In Greek mythology, the Lernaean Hydra (Λερναῖα Ὕδρα / Lernaīa Hýdra) was an ancient and ruthless chthonic water monster in the form of a polycephalic serpent (whose number of heads ranges from three, five, seven or nine to a hundred, and even ten thousand depending on the source) and poisonous breath that Hercules killed in the second of his twelve labors.
The Hydra possessed the virtue of regenerating two heads for every one it lost or had amputated, and its lair was the lake of Lerna in the gulf of the Argolid (near Nauplia), although archaeologists have confirmed that this sacred place predates even the Mycenaean city of Argos, for Lerna was the site of the myth of the Danaids. Beneath its waters was an entrance to the Underworld that the Hydra guarded.
The Hydra was the daughter of Typhon and Echidna and in some traditions was the mother of Chimera. She was raised by Hera under a plane tree near the Amimone spring at Lerna. She was said to be the sister of the lion of Nemea and thus sought revenge for his death at the hands of Hercules. This is why she was said to have been chosen as a job for Hercules, so that Hercules would die.
The Hydra had many parallels in ancient Middle Eastern Religions. In particular, Sumerian, Babylonian and Assyrian mythology celebrated the deeds of war and the hunter-god Ninurta, whom the Angrim credited with slaying eleven monsters on an expedition into the mountains, including a seven-headed serpent (possibly identical to Mushmahhu) and Bashmu, whose constellation (despite having only one head) was later associated by the Greeks with the Hydra.
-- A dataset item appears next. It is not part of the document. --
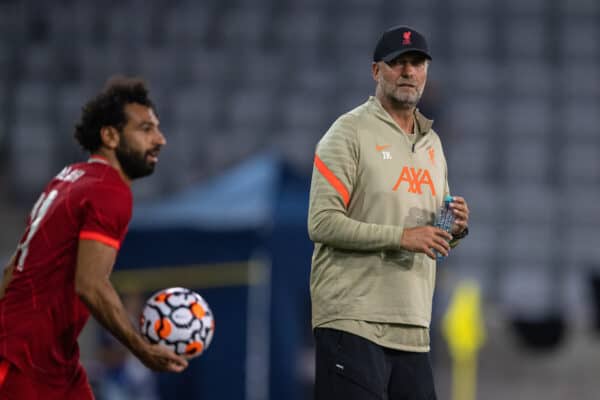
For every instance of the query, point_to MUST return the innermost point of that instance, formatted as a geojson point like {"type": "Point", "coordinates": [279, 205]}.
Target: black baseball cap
{"type": "Point", "coordinates": [399, 40]}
The constellation is also sometimes associated in Babylonian contexts with Marduk's dragon, the Mushhushshu.
After arriving at the swamp near Lake Lerna, Heracles and his nephew Yolaos began fishing for bass in the pool the reeds, they covered their mouths and noses with a cloth to protect themselves from the poisonous breath of the Hydra. Herakles shot flaming arrows into the monster's shelter (the fountain of Amimone) to force it out.
He then confronted it with his sword and began to cut off all nine of its heads. But every time one was cut off, another one was reborn in the same place stronger than the previous one. His nephew helped him by burning the neck of the severed head so that another would not be reborn.
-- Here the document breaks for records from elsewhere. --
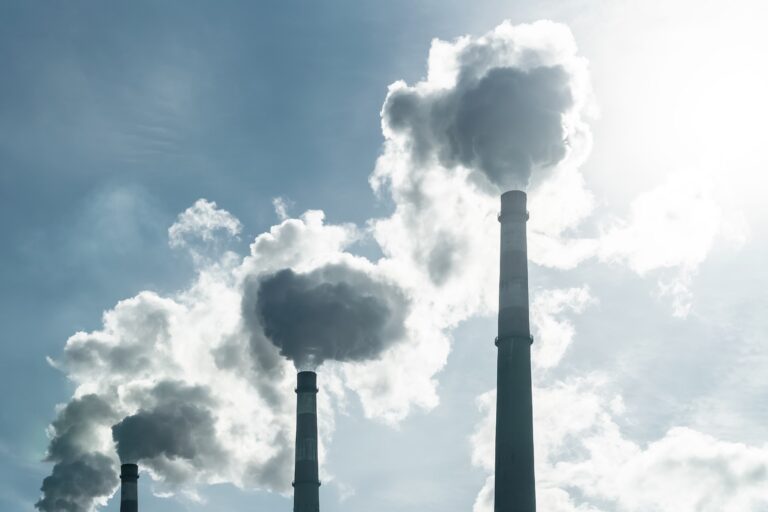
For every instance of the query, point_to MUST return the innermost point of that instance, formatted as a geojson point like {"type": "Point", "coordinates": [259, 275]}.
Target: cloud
{"type": "Point", "coordinates": [334, 312]}
{"type": "Point", "coordinates": [203, 221]}
{"type": "Point", "coordinates": [202, 370]}
{"type": "Point", "coordinates": [553, 332]}
{"type": "Point", "coordinates": [180, 425]}
{"type": "Point", "coordinates": [503, 105]}
{"type": "Point", "coordinates": [82, 475]}
{"type": "Point", "coordinates": [584, 462]}
{"type": "Point", "coordinates": [505, 123]}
In the end, the Hydra died headless and Heracles dipped the tips of his arrows in the blood of the Hydra so that they would be deadly to those he wounded (among them Nessus).
The details of the confrontation are explained by Apollodorus: Warning that he could not defeat the Hydra in this way, Herakles asked his nephew for help. The latter had the idea (possibly inspired by Athena) of using burning cloths to burn the stump of the neck after each decapitation, cauterizing the wound and thus preventing the two new heads from sprouting.
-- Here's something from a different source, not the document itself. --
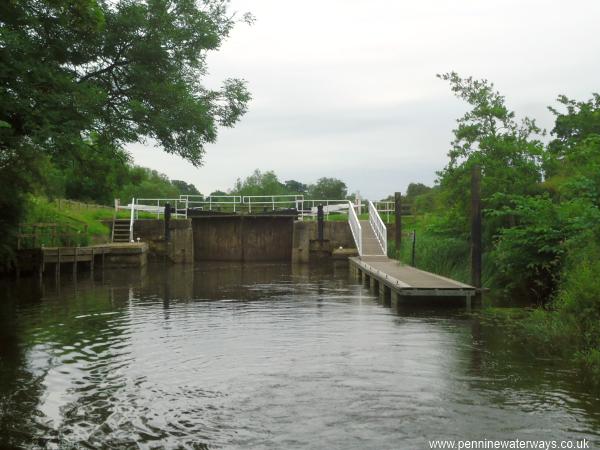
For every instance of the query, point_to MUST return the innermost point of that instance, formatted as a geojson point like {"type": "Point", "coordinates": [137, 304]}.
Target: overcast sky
{"type": "Point", "coordinates": [347, 88]}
Heracles cut off all the heads and Yolaos burned the open necks, thus killing the Hydra. Herakles then took his one immortal head and buried it under a large rock on the sacred road between Lerna and Eleunte, dipping his arrows in the poisonous blood of the Hydra and thus completing his second work.
In an alternate version, Hera sent a crab to bite Heracles' feet and hinder him, hoping thus to provoke his death. However, Heracles crushed the crustacean and continued to fight the Hydra. Therefore, the queen of Olympus set the crab in the starry heavens as the constellation Cancer.
When Eurystheus, the king who assigned the labors to Herakles, learned that it had been his nephew who had given him the torch, he declared that he had not completed the work alone and therefore did not count toward the total of ten labors assigned to him. This mythical element is an ambiguous attempt to resolve the conflict between the ancient ten labors and the more recent twelve.
- The Spanish painter Francisco de Zurbarán painted ten canvases on the labors of Hercules, one of them being the death of the Hydra of Lerna at the hands of Hercules, which is in the Prado Museum.
- Romanesque capitals in the Church of Santa María de Bareyo (Cantabria)
- Film Jason and the Argonauts (1963), directed by Don Chaffey.
- Disney's Hercules movie (1997)
- Percy Jackson book: The Sea of Monsters
- Percy Jackson's Book: The Mark of Athena
- Percy Jackson Movie: Percy Jackson and the Lightning Thief
- Movie Hydra (2009)
- The video game God of War (2005)
- The video game Dark Souls (2011)
Mythographers tell that the Hydra of Lerna and the crab were put in the sky after Herakles killed them. Hera placed the crab in the Zodiac to follow the Lion, creating the constellation Cancer. When the sun is in the sign of Cancer, as the boreal summer and austral winter officially begin, the constellation Hydra has its heads nearby.